Workers have cut the first of six planned holes in the Pile Fuel Cladding Silo, a nuclear waste storage facility at the United Kingdom’s Sellafield site, the U.K. National Decommissioning Authority announced Tuesday.
The holes will be the means by which the waste material will be extracted from the silo on its way to permanent disposal.

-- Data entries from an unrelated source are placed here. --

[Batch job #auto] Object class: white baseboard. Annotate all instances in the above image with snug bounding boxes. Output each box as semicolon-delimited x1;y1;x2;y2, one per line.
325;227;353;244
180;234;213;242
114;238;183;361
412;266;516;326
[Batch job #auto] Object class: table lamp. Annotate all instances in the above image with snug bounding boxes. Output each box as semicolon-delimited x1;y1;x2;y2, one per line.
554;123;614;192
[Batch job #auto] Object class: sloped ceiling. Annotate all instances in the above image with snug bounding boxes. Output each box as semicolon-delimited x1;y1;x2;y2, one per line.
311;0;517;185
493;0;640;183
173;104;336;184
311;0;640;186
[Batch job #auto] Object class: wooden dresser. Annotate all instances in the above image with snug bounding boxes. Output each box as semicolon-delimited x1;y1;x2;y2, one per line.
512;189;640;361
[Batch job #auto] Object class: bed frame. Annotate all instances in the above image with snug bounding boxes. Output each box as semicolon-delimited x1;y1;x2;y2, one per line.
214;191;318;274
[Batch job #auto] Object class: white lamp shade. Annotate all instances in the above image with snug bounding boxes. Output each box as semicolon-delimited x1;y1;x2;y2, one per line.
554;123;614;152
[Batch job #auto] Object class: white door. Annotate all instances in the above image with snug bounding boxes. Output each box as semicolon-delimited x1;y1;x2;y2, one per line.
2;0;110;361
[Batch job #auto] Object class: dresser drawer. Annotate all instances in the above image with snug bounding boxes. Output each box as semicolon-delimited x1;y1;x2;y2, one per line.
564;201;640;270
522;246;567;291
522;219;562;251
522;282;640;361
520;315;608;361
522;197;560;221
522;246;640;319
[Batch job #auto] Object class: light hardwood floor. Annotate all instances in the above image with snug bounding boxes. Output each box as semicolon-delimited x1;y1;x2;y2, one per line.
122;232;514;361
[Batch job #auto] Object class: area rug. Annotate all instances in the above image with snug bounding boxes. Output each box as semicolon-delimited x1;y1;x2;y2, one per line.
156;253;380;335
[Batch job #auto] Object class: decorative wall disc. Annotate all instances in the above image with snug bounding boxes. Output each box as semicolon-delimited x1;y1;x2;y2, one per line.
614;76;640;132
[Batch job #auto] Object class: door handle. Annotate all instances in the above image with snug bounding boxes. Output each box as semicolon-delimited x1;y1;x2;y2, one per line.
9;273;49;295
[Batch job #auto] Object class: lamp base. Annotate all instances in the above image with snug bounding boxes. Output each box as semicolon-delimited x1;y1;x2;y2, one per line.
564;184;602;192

Commissioned in 1952, the facility holds over 3,200 cubic meters of intermediate-level radioactive waste – specifically, metal-tube parts that were employed for uranium fuel rods installed in early nuclear reactors in the United Kingdom. The silo has been closed off to access for 65 years, according to an NDA press release.
Several years of preparations led to the first hole, including a practice cut on a full-scale replica in Scotland. The project involves a system called the Retrievals Access Penetration (RAP) rig, which slices into a segment of the wall and removes it in once piece, depositing the section into a containment bag. Containment doors will be placed on all the holes until waste removal can begin.
Ultimately, all six of the facility’s compartments will have a hole for waste removal due to begin in 2019. Cranes equipped with grabbers will extract the material, then place it in a metal box for storage.
“The level of challenge involved with this facility is unparalleled, considering the age of the building, the lack of historical information about the waste itself, the atmosphere inside the silo and its position on one of the most congested sites, anywhere in the world,” Steven Carroll, head of the Pile Fuel Cladding Silo, said in the release.
Sellafield Ltd., which is managing the overall cleanup of the site, is conducting the hole project in cooperation with Bechtel Cavendish Nuclear Solutions and Babcock Marine Technology.